Patrick T. Fallon | Bloomberg | Getty Images
John Legere, chief executive officer of T-Mobile US
Sprint and T-Mobile have sealed a blockbuster merger agreement, producing a telecom behemoth that values the combined company at $146 billion, the two carriers announced on Sunday.
The all-stock deal values Sprint at 0.10256 per T-Mobile share, or $6.62 a share based on T-Mobile’s Friday closing price of $64.52. That sum valued Sprint at around $26 billion.
The new company will preserve T-Mobile’s name, and will have dual headquarters in Bellevue, Wash. and Overland Park, Kan. John Legere, T-Mobile’s current CEO, will retain the top job in the newly formed company.
“This combination will create a fierce competitor with the network scale to deliver more for consumers and businesses in the form of lower prices, more innovation, and a second-to-none network experience – and do it all so much faster than either company could on its own,” said Legere, in a statement.
The news confirms CNBC’s earlier reporting hat the two companies would strike an agreement. The companies came close to a merger agreement in November, before SoftBank CEO Masayoshi Son pulled out after weeks of talks.

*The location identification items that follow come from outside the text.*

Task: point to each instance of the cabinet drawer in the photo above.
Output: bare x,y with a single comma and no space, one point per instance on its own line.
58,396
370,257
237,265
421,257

The agreement still faces stiff regulatory scrutiny from the Trump administration, which has thrown up resistance to at least one other mega-deal in ATT’s proposed acquisition of Time Warner.
If approved, the combined T-Mobile would have an estimated 120 million subscribers, but would be better positioned to compete against the two largest U.S. carriers, Verizon and ATT, both of which have more than 100 million subscribers each.